One of the things that free verse can do is help the poet capture the sound of regular speech. "Oranges" has the rhythm and feel of someone telling us a story. When your friend is telling you about his weekend adventures, does he usually speak in rhyme? Probably not. In this way, free verse mirrors everyday speech patterns and rhythms.

The poem's long stanzas and short lines also heighten the sense of regular speech and mirror the way we tell stories. The short lines give us the feeling of someone recollecting the past one fragment, one event, at a time. Memories often don't come to us all in one big chunk. You remember one detail and that reminds you of another and another until the next thing you know you have the whole story. That's kind of the way this poem is built. The speaker is remembering fragments and details of his walk that build up to tell the story.

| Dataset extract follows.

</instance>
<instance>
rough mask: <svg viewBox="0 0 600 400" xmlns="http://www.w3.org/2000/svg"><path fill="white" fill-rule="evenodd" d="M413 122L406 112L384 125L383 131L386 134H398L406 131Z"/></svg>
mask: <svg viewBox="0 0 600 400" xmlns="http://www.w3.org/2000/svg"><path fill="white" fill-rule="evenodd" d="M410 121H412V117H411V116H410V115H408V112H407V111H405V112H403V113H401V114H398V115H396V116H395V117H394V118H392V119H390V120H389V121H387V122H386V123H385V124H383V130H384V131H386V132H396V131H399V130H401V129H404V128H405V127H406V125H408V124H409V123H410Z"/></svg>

The long stanzas make the poem feel very much in the moment, almost like stream of consciousness. Those long stanzas also mirror the way the speaker's mind is moving from one detail to the next without stopping to rephrase or revise his recollection. It makes the poem feel very honest and personal and it helps make all those fragments of memory feel connected.

Even in free verse poems, regular meter has a way of sneaking in. Take a look at line 6:

Beneath my steps, my breath

Hear that daDUM daDUM da DUM rhythm? Those little daDUM units are called iambs, which are syllable pairs of an unstressed syllable followed by a stressed syllable.

But why follow a strict metrical pattern in one line and not in others? Good question. In this case, the poet is likely using the iambs to mirror the line's content. The line is talking about walking and breathing on a cold day. The iambs mirror that rhythm of walking and breathing—kind of neat, right?

Okay, that does it for form and meter, gang. You're free to go. (Last free verse joke—we promise.)